Langue de procédure: l'italien

Parties

Parties requérantes: Servizi assicurativi del commercio estero SpA (SACE SpA) et SACE BT SpA (représentants: M. Siragusa et G. Rizza, avocats)

Autres parties à la procédure: Commission européenne, République italienne

Conclusions

SACE demande à la Cour d’accueillir le présent pourvoi et, ce faisant, d’annuler la décision du Tribunal telle qu’elle figure dans le dispositif de l’arrêt attaqué et de faire droit, sans qu’il soit nécessaire de renvoyer l’affaire au Tribunal, aux conclusions présentées dans la requête introductive d’instance, à savoir :

annuler intégralement la décision C(2013) 1501 final, de la Commission européenne du 20 mars 2013, relative aux mesures SA.23425 mises en œuvre par l’Italie en 2004 et en 2009 en faveur de SACE BT SpA;

à titre subsidiaire, l’annuler partiellement, limitativement à/aux moyen(s) accueilli(s);

condamner la Commission au paiement des dépens de procédure, y compris aux dépens relatifs à la procédure en référé T-305/13R.

Moyens et principaux arguments

Premier moyen, relatif à l’imputabilité à l’État italien des mesures litigieuses : violation de l’article 107, paragraphe 1 TFUE, tel qu’interprété par la Cour de justice dans l’arrêt Stardust Marine (affaire C–482/99); caractère manifestement erroné de l’interprétation du point 177, sous b), petit i), de la décision; appréciation des faits entachée d’inexactitudes matérielles, ce qui ressort des documents versés au dossier, et dénaturation du contenu de la décision; caractère illogique de la motivation; motivation de la décision attaquée indument complétée; application erronée du principe selon lequel la légalité d’une décision en matière d’aide d’État doit être appréciée à la lumière des informations dont pouvait disposer la Commission quand elle l’a adoptée, eu égard aux deux lettres du ministère de l’économie et des finances italien (ci-après le « MEF ») à SACE SpA, fournies par le gouvernement italien en annexe au mémoire en intervention de l’Italie.
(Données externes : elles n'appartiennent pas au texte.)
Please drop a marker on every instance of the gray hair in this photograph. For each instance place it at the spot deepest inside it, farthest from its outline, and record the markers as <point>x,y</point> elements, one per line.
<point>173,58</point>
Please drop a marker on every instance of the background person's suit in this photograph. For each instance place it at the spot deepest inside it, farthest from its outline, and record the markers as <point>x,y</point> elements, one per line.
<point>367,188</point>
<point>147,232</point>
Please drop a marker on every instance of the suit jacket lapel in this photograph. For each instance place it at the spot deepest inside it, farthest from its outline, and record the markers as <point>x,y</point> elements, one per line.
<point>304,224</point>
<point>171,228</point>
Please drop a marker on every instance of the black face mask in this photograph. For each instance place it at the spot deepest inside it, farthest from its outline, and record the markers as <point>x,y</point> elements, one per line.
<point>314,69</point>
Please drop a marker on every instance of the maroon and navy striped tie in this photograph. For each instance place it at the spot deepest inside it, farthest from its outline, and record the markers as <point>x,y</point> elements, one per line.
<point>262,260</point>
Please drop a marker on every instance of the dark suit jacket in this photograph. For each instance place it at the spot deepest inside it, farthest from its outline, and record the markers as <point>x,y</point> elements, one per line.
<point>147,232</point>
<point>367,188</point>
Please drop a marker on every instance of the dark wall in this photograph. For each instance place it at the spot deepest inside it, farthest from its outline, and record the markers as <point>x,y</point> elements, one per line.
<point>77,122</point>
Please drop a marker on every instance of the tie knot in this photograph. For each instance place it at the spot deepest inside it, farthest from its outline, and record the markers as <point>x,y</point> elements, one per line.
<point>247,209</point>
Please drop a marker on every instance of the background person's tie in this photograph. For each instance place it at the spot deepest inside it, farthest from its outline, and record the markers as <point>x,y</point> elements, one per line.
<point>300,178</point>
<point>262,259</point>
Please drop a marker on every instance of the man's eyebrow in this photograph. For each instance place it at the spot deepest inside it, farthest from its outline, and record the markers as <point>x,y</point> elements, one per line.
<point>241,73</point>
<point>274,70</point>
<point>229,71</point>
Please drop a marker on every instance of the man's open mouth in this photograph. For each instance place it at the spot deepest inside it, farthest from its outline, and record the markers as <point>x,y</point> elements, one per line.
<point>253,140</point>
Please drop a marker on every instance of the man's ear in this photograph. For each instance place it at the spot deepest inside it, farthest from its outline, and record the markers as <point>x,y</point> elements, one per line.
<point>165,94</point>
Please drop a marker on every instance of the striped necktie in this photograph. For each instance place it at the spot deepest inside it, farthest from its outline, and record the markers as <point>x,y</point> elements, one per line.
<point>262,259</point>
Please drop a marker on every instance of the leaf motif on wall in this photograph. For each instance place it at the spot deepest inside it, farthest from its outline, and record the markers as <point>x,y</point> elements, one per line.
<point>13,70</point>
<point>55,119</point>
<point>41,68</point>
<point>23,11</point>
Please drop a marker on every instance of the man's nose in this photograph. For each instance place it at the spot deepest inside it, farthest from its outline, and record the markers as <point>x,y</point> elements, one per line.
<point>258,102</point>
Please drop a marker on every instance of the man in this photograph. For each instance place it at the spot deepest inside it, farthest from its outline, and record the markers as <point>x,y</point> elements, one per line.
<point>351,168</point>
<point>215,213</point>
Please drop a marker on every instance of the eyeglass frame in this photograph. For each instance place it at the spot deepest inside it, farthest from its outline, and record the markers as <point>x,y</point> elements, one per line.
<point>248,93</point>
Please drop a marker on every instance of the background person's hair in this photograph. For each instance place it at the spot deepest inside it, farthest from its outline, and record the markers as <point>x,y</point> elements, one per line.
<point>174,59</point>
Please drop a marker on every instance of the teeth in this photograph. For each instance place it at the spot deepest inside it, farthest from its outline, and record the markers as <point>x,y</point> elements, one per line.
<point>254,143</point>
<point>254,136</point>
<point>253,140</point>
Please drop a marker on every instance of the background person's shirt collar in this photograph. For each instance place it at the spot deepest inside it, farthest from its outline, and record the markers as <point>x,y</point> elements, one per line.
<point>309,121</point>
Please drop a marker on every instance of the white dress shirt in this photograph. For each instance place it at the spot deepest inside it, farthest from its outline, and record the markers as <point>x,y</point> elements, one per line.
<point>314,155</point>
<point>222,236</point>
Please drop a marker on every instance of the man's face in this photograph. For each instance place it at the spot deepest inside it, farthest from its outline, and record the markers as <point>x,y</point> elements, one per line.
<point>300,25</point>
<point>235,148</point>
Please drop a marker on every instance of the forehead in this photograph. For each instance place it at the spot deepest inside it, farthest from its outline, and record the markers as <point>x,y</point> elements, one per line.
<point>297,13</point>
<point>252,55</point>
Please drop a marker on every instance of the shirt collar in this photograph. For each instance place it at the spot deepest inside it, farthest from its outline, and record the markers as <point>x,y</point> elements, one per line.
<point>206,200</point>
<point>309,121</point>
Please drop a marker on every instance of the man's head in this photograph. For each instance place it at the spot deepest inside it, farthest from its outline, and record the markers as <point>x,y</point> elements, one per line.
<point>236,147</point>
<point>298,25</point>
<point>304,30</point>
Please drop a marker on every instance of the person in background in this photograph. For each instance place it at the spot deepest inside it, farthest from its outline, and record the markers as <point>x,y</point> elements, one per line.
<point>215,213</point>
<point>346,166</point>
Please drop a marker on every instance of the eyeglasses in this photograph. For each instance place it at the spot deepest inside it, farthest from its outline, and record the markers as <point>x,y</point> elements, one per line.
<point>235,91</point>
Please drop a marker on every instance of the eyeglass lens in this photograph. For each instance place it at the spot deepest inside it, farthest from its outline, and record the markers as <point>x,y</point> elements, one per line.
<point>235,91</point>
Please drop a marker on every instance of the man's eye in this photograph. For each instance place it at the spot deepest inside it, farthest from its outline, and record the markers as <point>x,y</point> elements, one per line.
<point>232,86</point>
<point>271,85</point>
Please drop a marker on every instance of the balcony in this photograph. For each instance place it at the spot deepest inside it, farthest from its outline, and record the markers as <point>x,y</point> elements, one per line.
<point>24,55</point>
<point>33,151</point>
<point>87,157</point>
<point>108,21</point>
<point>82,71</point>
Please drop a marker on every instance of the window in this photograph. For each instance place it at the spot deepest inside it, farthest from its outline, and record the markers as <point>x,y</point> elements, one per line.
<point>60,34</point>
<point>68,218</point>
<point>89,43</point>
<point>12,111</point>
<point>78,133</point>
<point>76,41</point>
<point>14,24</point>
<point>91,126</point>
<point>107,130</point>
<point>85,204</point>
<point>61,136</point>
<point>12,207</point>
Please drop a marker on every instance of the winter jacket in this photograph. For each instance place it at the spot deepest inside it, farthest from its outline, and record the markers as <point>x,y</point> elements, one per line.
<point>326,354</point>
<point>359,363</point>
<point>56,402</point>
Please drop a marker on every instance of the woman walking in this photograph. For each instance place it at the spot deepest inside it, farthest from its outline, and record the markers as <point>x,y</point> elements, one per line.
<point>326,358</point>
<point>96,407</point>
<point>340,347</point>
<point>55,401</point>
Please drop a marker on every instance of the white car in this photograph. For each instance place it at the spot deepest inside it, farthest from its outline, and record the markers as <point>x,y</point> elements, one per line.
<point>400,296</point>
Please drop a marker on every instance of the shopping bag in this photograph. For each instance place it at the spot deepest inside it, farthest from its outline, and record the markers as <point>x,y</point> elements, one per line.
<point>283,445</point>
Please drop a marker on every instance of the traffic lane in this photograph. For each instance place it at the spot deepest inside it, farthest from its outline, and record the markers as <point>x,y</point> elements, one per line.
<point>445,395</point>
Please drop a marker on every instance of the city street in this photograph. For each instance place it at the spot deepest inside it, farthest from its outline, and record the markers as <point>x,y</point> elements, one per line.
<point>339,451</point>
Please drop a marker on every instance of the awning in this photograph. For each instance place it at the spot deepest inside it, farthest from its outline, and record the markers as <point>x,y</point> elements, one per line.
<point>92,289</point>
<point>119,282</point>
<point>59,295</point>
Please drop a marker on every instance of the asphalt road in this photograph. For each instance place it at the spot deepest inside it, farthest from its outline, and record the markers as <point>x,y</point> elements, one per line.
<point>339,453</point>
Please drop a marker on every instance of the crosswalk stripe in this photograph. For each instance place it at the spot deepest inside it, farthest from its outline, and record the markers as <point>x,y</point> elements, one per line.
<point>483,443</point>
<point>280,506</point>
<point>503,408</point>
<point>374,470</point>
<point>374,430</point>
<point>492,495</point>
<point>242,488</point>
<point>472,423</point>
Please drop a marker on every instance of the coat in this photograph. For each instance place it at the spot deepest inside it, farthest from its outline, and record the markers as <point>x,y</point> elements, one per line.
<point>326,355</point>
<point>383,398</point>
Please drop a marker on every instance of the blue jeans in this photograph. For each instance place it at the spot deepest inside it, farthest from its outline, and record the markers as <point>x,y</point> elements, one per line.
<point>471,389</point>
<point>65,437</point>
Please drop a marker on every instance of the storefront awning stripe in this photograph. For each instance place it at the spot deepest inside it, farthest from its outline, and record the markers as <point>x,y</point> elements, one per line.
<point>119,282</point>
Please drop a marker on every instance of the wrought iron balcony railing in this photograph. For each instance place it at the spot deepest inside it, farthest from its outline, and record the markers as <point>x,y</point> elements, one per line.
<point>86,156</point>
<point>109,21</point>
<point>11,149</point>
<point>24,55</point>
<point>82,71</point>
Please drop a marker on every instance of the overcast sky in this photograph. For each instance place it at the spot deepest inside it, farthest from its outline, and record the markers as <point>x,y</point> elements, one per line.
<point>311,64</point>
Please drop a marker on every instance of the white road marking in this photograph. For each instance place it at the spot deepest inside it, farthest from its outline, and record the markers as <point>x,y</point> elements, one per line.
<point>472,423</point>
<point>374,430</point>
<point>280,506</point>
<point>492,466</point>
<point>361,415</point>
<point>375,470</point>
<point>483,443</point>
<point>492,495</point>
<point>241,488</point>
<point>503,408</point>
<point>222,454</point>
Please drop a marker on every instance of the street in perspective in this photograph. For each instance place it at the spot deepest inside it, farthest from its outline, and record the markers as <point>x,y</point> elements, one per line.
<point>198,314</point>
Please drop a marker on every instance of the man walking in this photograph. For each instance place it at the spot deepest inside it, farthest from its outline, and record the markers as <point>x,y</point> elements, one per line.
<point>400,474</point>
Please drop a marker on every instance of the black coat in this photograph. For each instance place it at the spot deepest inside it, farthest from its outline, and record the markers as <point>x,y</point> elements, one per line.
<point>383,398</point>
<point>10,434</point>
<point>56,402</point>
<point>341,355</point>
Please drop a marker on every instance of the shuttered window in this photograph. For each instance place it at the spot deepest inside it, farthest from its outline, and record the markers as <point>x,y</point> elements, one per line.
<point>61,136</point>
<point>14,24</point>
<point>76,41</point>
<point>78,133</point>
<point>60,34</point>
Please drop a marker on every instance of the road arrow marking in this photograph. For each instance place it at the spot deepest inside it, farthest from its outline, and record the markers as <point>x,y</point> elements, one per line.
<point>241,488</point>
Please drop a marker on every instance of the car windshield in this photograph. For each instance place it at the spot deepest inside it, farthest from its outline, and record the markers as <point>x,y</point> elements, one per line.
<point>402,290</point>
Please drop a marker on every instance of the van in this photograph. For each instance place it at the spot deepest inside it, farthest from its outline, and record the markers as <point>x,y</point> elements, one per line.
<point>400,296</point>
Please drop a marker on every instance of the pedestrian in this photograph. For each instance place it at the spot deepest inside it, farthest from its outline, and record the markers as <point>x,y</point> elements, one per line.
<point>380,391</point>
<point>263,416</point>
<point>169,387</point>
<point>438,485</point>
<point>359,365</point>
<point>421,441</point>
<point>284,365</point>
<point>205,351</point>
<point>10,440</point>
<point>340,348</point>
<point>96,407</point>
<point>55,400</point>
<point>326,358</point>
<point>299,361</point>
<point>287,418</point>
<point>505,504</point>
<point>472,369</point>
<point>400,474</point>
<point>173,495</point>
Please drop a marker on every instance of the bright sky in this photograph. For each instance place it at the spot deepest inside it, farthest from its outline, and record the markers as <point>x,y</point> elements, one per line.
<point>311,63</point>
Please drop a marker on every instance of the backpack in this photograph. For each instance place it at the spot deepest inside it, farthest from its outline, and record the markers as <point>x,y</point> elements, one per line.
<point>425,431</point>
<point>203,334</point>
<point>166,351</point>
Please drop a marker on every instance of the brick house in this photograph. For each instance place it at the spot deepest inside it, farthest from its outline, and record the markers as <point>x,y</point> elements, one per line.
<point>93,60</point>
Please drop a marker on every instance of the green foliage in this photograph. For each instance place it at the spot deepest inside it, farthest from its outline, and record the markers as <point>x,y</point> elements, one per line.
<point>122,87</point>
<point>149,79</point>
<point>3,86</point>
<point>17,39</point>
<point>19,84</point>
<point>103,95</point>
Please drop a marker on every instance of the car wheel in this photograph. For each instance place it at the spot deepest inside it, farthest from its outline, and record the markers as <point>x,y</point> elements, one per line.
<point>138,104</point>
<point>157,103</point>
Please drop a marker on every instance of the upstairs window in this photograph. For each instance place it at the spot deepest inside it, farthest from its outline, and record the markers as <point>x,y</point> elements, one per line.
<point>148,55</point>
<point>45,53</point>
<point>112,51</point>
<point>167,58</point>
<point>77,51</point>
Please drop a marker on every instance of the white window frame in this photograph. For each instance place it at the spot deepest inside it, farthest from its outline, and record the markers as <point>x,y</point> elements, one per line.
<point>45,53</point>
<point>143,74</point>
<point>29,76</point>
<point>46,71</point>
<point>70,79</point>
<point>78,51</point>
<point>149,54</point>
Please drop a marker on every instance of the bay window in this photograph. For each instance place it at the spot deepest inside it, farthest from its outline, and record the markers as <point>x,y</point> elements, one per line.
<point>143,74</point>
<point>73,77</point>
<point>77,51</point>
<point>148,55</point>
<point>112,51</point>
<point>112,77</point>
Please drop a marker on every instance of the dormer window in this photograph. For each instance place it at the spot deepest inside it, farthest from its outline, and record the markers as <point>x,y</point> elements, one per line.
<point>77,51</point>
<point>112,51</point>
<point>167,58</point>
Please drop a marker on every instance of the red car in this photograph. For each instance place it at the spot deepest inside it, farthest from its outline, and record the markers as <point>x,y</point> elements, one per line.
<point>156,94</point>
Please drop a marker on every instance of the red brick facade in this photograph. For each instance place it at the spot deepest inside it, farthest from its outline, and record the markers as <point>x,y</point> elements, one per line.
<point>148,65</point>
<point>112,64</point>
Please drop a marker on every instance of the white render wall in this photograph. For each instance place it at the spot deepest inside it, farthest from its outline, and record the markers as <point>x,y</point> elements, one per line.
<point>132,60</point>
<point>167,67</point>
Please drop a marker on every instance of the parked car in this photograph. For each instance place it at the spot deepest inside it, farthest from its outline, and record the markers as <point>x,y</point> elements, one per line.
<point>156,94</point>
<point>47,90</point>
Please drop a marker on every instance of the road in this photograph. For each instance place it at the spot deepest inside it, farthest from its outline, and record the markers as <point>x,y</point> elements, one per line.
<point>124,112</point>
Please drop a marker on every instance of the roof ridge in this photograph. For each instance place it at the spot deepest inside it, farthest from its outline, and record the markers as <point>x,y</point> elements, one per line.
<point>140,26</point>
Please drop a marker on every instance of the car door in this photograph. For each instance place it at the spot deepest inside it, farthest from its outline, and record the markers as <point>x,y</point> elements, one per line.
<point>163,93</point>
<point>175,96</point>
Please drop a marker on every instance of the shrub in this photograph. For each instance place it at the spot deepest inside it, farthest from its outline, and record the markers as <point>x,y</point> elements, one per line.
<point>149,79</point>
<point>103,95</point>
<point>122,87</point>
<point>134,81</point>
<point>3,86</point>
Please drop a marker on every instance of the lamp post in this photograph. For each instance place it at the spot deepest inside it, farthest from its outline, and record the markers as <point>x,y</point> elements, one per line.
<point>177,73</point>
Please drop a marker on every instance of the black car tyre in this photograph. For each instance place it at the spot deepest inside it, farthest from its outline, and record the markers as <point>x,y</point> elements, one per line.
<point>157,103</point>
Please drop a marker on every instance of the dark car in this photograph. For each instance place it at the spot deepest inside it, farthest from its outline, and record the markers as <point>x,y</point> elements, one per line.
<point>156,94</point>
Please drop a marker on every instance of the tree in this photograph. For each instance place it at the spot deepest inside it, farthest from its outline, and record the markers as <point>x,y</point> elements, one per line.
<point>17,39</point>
L’arrêt attaqué se fonde sur le principe suivant : le fait que l’opération litigieuse poursuive les intérêts de l’entreprise publique, coïncidant avec un objectif d’intérêt général, ne signifie pas nécessairement que ladite entreprise ait pu adopter sa décision sans tenir compte des exigences des pouvoirs publics. Selon le Tribunal, rien ne s’oppose à ce que l’État impose à une entreprise publique d’effectuer une opération de type entrepreneurial qui, même hypothétiquement conforme au critère de l’investisseur privé dans une économie de marché, resterait en tout état de cause imputable à l’État. Partant, la Commission ne serait pas tenue, pour satisfaire au critère de l’imputabilité, de démontrer que le comportement de l’entreprise publique aurait été différent si elle avait agi de manière autonome. En raisonnant ainsi, le Tribunal s’est écarté des principes établis dans l’arrêt Stardust Marine. Il ressort de l’arrêt attaqué que le simple fait qu’une entreprise publique soit contrôlée par l’État et soumise à un régime particulier en termes d’organisation suffirait, en soi, à conclure que les autorités publiques sont toujours et en tout état de cause impliquées dans l’adoption des décisions d’intervention en faveur des filiales de ladite entreprise publique. En l’espèce, donc, l’imputabilité à l’État pourrait être exclue uniquement s’il était démontré que le conseil d’administration de la société mère a pris une décision de contenu tel qu’il ne permet pas de poursuivre, en parallèle, également des intérêts généraux. En l’espèce, une telle décision aurait pu revêtir uniquement la forme de la liquidation de SACE BT, à laquelle d’ailleurs, par définition, la Commission n’aurait pas objecté. Si en revanche la mesure adoptée par l’entreprise publique pouvait théoriquement correspondre également un objectif d’intérêt général ou être adoptée compte tenu notamment de cet intérêt, il y aurait lieu de présumer que le conseil d’administration a agi en ce sens parce qu’il n’avait pas la faculté de décider sans tenir compte des exigences des pouvoirs publics ; or il n’est pas permis ni possible d’apporter la preuve du contraire.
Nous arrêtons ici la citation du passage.